Rape, torture and deportation. The UN commission presented a new report on Russian war crimes

Author:
Anhelina Sheremet
Date:

The Independent International Commission of Inquiry on Ukraine has published a report on human rights violations and war crimes in Ukraine. It is about rape, torture, deportation of children and indiscriminate attacks.

Recent investigations by the commission in Kherson and Zaporizhzhia regions indicate that rape was often accompanied by additional acts of violence against the victims, including severe beatings, strangling, suffocating, slashing, shooting next to the head of the victim and wilful killing. A 75-year-old woman who stayed alone to protect her property, was attacked by a Russian soldier who hit her on her face, chest, and ribs, strangled her, as he was interrogating her. He ordered her to undress and when she refused, he ripped off her clothes, cut her abdomen with a small sharp object and raped her several times. In addition to the consequences of the rapes, the victim suffered several broken ribs and teeth.
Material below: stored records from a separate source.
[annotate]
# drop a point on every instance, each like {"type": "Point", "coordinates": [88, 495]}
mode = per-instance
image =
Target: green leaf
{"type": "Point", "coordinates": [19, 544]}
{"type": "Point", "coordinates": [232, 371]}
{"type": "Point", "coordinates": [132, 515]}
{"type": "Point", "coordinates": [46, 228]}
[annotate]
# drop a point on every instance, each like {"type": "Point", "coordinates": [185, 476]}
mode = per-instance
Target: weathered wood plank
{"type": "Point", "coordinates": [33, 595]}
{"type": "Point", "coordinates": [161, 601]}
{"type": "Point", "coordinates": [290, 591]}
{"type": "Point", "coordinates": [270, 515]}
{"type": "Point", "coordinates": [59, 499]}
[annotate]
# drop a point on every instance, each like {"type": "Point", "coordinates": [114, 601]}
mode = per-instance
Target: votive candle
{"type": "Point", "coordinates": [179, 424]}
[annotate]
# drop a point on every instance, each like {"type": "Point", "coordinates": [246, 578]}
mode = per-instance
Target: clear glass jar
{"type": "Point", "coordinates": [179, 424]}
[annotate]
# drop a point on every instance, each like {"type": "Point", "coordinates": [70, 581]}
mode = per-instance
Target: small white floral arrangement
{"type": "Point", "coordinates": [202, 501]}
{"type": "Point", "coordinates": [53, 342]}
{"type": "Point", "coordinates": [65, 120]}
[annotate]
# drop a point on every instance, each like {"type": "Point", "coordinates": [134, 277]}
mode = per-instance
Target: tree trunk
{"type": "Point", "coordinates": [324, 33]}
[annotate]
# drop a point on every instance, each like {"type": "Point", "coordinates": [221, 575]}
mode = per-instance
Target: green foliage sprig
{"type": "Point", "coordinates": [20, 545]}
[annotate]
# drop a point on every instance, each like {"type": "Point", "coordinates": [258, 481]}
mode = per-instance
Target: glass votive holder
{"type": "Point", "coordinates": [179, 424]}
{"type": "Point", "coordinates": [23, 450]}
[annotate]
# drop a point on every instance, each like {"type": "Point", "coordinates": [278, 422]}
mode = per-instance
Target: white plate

The report also contains new evidence collected in the Kherson and Zaporizhzhia regions. They testify to the systematic nature of torture in the occupied territories. The Russians torture mostly men who are suspected of passing information to Ukraine. Witnesses reported situations in which torture had been committed with such brutality that the victim died. In a detention facility in a school in Biliayivka village, Kherson region, co-detainees requested medical care when a victim showed signs of respiratory distress immediately after being tortured. However, Russian armed forces refused, and the victim died within an hour.

Additional indiscriminate attacks with explosive weapons committed by Russian armed forces, which the Commission investigated, have led to deaths and injuries of civilians and the destruction and damage of civilian objects. For example, as a result of an attack in April 2023, on a multistorey block of residential apartments in Uman, Cherkasy region, 24 civilians, mostly women and children, were killed, and part of the building became uninhabitable.

The Commission investigated further accounts regarding transfers of unaccompanied children by Russian authorities to the Russian Federation or to areas they occupied in Ukraine. It documented the transfer of 31 children from Ukraine to Russia in May 2022, and concluded that it was an unlawful deportation, which is a war crime. The Commission is concerned about information regarding measures that have the apparent aim of allowing certain children to remain for prolonged periods in the Russian Federation.

The report contains three cases where the investigations showed that Ukrainian authorities committed violations of human rights against persons whom they have accused of collaboration with the Russian authorities.

  • The UN Human Rights Council created an independent international commission to investigate violations in Ukraine in 2022 to investigate all alleged violations of human rights and international humanitarian law and related crimes in the context of Russiaʼs aggression against Ukraine. In March 2024, the commission will present a comprehensive report on its activities to the UN Human Rights Council. This Commission does not record signs of genocide in Ukraine. This commission does not see signs of genocide in Ukraine.